No puedo decir que recuerde con claridad lo que ocurrió al minuto siguiente. Nos golpeamos mutuamente en cuanto tuvimos ocasión. Utilizamos cualquier cosa que nos pudiera servir de arma, las hicimos girar, las arrojamos. Tras un diluvio de golpes, quedamos entrelazados; sentí su ardiente aliento en el rostro, así como una rociada de saliva, y oí chasquear sus dientes en busca de mi oreja derecha. El pánico le hacía recurrir sin freno alguno a tácticas propias de una bestia.

Me solté y lo aparté de un codazo bajo el mentón. Lancé un rodillazo que no le dio, como yo pretendía, en la ingle.

Se oyeron sirenas a lo lejos, en el momento mismo en que la madre de Stevie apareció en el vano de la puerta con el reluciente cuchillo en la mano. Llegaba la caballería por partida doble, una en pijama, otra con el uniforme azul y negro del departamento de policía de Pico Mundo.

Harlo no podía apartarnos a mí y a la mujer armada. Tampoco podía alcanzar a Stevie, su anhelado escudo, ya bajo la cama. Si abría una ventana y salía al techo del porche delantero, caería directamente en brazos de la policía. No tenía escapatoria.

Mientras se oían con más fuerza las sirenas, Harlo retrocedió hasta un rincón, donde se quedó jadeante, estremeciéndose. Se retorcía las manos con el rostro demudado, gris de pura angustia. Miró al suelo, a las paredes, al techo, no como lo haría un hombre encerrado que explora las dimensiones de su celda, sino con desconcierto, como si no pudiera recordar de qué manera había llegado a ese lugar, a esa situación.

A diferencia de las bestias salvajes, las muchas y crueles variedades de monstruo humano, cuando quedan por fin acorraladas, rara vez pelean con mayor ferocidad.

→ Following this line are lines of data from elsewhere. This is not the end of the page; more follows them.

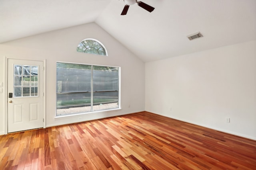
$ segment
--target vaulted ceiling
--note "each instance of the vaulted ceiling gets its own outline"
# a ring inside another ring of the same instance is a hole
[[[255,0],[142,1],[0,0],[0,43],[95,22],[146,62],[256,40]]]

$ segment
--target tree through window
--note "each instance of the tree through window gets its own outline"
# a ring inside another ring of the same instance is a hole
[[[81,53],[108,56],[107,51],[103,45],[94,39],[88,39],[82,41],[77,46],[76,51]]]

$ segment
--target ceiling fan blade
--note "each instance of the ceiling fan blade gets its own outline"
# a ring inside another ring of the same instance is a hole
[[[125,5],[124,8],[124,9],[123,10],[123,11],[122,11],[122,13],[121,13],[121,16],[126,15],[126,14],[127,14],[127,11],[128,11],[128,9],[129,9],[129,7],[130,6],[128,5]]]
[[[151,6],[148,5],[147,4],[146,4],[141,1],[137,2],[137,3],[139,6],[150,12],[151,12],[152,11],[154,11],[154,10],[155,9],[154,8],[152,7]]]

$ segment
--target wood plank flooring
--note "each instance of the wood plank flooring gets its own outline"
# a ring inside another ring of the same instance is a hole
[[[147,112],[0,136],[1,170],[256,170],[256,141]]]

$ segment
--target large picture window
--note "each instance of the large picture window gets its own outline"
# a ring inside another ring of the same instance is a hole
[[[120,107],[120,68],[57,63],[60,116]]]

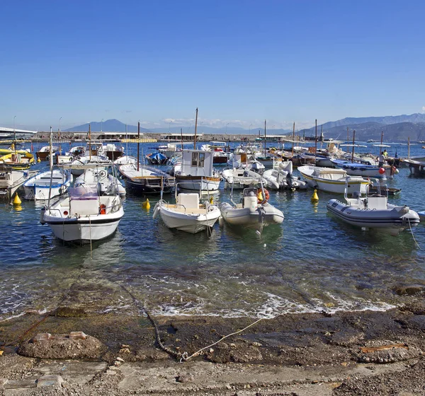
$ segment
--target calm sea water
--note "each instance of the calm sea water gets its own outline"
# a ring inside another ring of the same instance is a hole
[[[152,146],[143,144],[144,153]],[[135,148],[130,146],[129,153],[137,155]],[[387,150],[402,157],[407,153],[405,145]],[[411,148],[412,155],[424,151]],[[402,189],[392,202],[425,210],[425,178],[402,168],[387,184]],[[42,203],[23,202],[18,210],[3,202],[0,320],[51,309],[64,293],[65,303],[94,313],[131,313],[134,307],[121,285],[156,314],[273,317],[387,309],[396,285],[425,282],[424,224],[413,235],[409,231],[397,237],[364,231],[327,214],[326,203],[335,195],[319,192],[313,204],[312,194],[271,193],[271,202],[283,211],[285,221],[266,227],[261,237],[218,223],[210,235],[172,231],[152,218],[157,197],[149,197],[146,211],[144,197],[128,194],[118,232],[91,250],[55,239],[49,226],[39,223]],[[229,196],[222,189],[215,200]]]

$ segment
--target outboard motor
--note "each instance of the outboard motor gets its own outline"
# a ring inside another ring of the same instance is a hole
[[[41,208],[41,210],[40,211],[40,222],[42,224],[46,223],[46,222],[45,221],[45,219],[44,219],[44,214],[45,213],[46,213],[46,207],[42,206],[42,208]]]
[[[286,184],[288,189],[295,190],[297,187],[297,182],[295,180],[295,177],[294,177],[294,175],[290,172],[286,175]]]

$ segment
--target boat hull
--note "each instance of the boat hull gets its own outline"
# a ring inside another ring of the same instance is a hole
[[[50,186],[50,181],[52,185]],[[44,200],[64,194],[71,185],[71,175],[69,172],[53,170],[43,172],[23,183],[24,199],[29,200]]]
[[[99,215],[101,216],[101,215]],[[79,242],[86,243],[90,240],[100,240],[111,235],[115,232],[120,219],[113,220],[92,219],[86,221],[51,221],[46,219],[56,238],[67,242]]]
[[[348,224],[365,228],[376,228],[392,235],[397,235],[419,223],[418,214],[407,207],[389,205],[387,209],[361,209],[338,199],[330,199],[327,204],[327,209]]]
[[[176,183],[183,190],[194,191],[217,191],[221,177],[200,176],[183,176],[175,175]]]
[[[186,213],[176,211],[172,208],[176,205],[161,204],[159,202],[155,206],[164,223],[169,228],[175,228],[192,234],[205,230],[207,227],[212,227],[220,216],[218,207],[212,210],[205,209],[204,213],[191,213],[188,209]],[[171,206],[171,208],[169,207]]]
[[[235,208],[225,202],[220,205],[223,219],[232,226],[260,228],[261,223],[280,224],[283,221],[283,214],[271,205],[264,205],[251,209],[249,207]]]

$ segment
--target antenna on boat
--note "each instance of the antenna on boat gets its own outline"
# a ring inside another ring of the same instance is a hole
[[[317,152],[317,119],[316,119],[316,128],[314,135],[314,154]]]
[[[89,152],[90,162],[91,162],[91,129],[90,129],[90,124],[89,124]]]
[[[266,156],[267,151],[267,138],[266,137],[266,120],[264,120],[264,156]]]
[[[351,151],[351,162],[354,162],[354,141],[356,140],[356,131],[353,131],[353,151]]]
[[[196,116],[195,117],[195,136],[193,137],[193,150],[196,150],[196,129],[198,128],[198,107],[196,107]]]
[[[139,162],[140,162],[140,122],[137,122],[137,172],[139,172]],[[127,154],[128,156],[128,153]],[[162,199],[162,197],[161,197]]]
[[[294,124],[293,127],[293,152],[292,156],[294,156],[294,140],[295,139],[295,122],[294,121]]]
[[[52,148],[53,146],[53,132],[52,132],[52,127],[50,127],[50,136],[49,136],[49,149],[50,153],[49,155],[49,164],[50,165],[50,184],[49,185],[49,201],[47,202],[47,206],[50,207],[50,196],[52,195],[52,181],[53,180],[53,157],[52,156]]]

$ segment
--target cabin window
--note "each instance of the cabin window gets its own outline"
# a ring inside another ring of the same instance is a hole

Más bien revelan la cobardía que anida en el centro de su brutalidad.

Harlo dejó de retorcerse las manos, las alzó y se cubrió el rostro. Entre las rendijas de aquella armadura de diez dedos pude ver sus ojos, crispados por un brillante terror.

Con la espalda encajada en el rincón, se deslizó hacia abajo por la intersección de las paredes, hasta quedar sentado en el suelo con las piernas extendidas, escondido tras las manos, como si fuesen una máscara de invisibilidad que le permitiera escapar de la persecución de la justicia.

A media manzana de nosotros, el volumen de las sirenas llegó al máximo antes de bajar hasta convertirse en un chillido, en un gruñido, en un leve sonido que se apagó frente a la casa.

Hacía menos de una hora que había amanecido y me había pasado cada minuto de la naciente mañana haciéndole honor a mi nombre.